How to keep a data dictionary accurate, useful, and current

Person reviewing a structured spreadsheet on a laptop at a well-lit desk near a window
TL;DR

A data dictionary catalogues your key data fields, their definitions, and who owns them across your systems. For owner-managed services firms, the practical scope is 20 to 50 critical fields, reviewed quarterly with named domain owners. It only stays useful if it links directly to your management dashboards, your GDPR records of processing, and the AI tools your team uses.

Key takeaways

- A data dictionary catalogues your key data fields, their definitions, formats, allowed values, and who owns them across each system your business uses. - The most common failure mode is absent ownership: the dictionary is created once, then left to diverge from reality as systems and metrics change. - For a services firm with 5 to 50 staff, 20 to 50 critical fields with one named owner per data domain is a sufficient starting structure. - Link every KPI in your management dashboards to a dictionary entry, and document which data fields feed any AI tools your team uses. - A one-hour quarterly review with your data domain owners is enough to catch definition drift before it reaches your management reporting.

Three years ago, a consulting practice with 14 staff switched its CRM. The migration was clean enough: client records came across, the old system was decommissioned, and the team moved on. What did not transfer was the meaning of the fields. Within six months, “engagement status” meant something different in the CRM than it did in the practice management tool, and something different again in the BI dashboard the director used to run quarterly reviews. By the time someone noticed, the reporting had been quietly wrong for two quarters.

They had a data dictionary from the migration project. Nobody had updated it.

What is a data dictionary?

A data dictionary is a catalogue of your key data fields: their names, definitions, formats, allowed values, owning system, and who is responsible for them. For a services firm with 5 to 50 staff, the critical set typically covers client identifiers, engagement status, fees, utilisation, work in progress, and personal data fields that need documenting for GDPR compliance.

A complete entry does not need to be elaborate. The minimum useful record contains the human-readable field name, the technical name as it appears in the system, a plain-English definition, the data type and format (for example, date as YYYY-MM-DD), valid values or business rules (such as “Engagement_Status can only be Active, On Hold, or Closed”), the system where the field lives, the named owner, and when it was last reviewed. One row in a Google Sheet or a Notion page per field is enough to start with.

For a services firm at this scale, 20 to 50 entries covers the fields that actually drive business decisions. Trying to document every field in every system is the wrong instinct. The right instinct is to work back from the business questions you cannot currently answer reliably, then document the fields those answers depend on.

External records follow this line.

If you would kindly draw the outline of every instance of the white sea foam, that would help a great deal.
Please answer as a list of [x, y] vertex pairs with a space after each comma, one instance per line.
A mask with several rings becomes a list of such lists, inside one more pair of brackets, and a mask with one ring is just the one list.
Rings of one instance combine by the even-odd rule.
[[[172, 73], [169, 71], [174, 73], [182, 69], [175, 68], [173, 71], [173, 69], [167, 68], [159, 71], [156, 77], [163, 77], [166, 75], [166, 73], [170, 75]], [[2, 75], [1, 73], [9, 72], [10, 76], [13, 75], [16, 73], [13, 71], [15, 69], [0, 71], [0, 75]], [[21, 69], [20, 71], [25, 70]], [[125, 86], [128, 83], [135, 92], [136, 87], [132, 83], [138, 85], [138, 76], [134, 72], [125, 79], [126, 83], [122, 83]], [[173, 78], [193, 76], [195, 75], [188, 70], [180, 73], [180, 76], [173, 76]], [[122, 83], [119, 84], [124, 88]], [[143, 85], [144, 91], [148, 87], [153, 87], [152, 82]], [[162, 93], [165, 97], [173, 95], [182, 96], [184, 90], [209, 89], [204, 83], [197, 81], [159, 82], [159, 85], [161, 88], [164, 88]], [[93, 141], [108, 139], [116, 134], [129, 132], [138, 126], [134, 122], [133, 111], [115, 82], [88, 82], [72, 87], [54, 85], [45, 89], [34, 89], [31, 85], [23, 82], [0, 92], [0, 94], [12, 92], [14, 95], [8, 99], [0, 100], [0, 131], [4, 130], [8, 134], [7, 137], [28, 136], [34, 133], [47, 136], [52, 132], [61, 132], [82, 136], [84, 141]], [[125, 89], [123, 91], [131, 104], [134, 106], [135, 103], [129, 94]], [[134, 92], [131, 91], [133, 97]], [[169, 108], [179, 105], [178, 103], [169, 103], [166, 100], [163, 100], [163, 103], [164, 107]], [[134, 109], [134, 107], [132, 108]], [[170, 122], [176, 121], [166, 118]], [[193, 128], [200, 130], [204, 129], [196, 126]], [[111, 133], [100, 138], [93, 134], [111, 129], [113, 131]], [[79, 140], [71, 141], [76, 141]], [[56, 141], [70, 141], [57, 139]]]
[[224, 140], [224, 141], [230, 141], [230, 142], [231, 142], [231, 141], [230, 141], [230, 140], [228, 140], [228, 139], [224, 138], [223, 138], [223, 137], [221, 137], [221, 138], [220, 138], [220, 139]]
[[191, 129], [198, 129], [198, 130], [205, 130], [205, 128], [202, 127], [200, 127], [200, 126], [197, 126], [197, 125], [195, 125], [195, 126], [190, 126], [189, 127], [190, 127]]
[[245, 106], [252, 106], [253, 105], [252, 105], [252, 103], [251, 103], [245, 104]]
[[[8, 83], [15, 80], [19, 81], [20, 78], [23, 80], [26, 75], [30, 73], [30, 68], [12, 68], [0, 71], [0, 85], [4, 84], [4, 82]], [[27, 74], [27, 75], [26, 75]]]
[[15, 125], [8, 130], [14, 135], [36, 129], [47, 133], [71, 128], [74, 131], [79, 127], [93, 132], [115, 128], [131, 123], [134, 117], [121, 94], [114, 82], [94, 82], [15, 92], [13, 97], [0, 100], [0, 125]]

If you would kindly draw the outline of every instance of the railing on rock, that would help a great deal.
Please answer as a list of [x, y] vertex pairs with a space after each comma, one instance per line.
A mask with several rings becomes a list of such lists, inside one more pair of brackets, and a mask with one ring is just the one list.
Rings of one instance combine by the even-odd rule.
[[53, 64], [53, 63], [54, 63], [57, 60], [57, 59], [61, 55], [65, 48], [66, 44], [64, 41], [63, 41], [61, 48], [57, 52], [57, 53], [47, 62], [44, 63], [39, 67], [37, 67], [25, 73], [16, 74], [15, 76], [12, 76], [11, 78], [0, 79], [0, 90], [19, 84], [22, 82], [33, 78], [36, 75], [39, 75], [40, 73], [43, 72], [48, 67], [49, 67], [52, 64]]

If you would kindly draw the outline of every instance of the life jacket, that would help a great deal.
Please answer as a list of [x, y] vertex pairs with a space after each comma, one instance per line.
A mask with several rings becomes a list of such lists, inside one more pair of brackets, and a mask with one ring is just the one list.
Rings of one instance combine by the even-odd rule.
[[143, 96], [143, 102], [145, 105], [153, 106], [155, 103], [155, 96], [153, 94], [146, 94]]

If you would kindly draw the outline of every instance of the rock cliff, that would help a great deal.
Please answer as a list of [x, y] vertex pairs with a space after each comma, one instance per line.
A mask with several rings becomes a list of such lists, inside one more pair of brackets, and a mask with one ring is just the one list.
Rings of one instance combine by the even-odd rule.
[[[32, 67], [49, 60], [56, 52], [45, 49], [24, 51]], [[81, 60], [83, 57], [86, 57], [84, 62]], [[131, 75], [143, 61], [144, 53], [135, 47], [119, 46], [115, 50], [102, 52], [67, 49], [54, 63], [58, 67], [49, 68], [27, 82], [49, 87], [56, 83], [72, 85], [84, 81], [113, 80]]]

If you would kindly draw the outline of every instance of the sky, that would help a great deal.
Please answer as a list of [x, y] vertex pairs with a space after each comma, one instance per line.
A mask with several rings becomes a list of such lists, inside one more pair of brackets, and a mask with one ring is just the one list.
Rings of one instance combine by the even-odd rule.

Why does it matter for your business?

A data dictionary without an owner goes stale within months, and stale definitions have a predictable cost: management reports that require manual reconciliation before every board meeting, GDPR records that become hard to defend, and AI tools running on input data nobody has formally defined. The fields your business uses to make decisions are worth protecting with a single source of meaning.

The ICO’s accountability framework expects organisations to understand what personal data they hold, where it is stored, and how it is used. A data dictionary that maps personal data fields to their categories, purposes, and lawful bases gives you a structured index for your Article 30 records of processing activities. That means faster preparation time and fewer gaps when the ICO asks questions.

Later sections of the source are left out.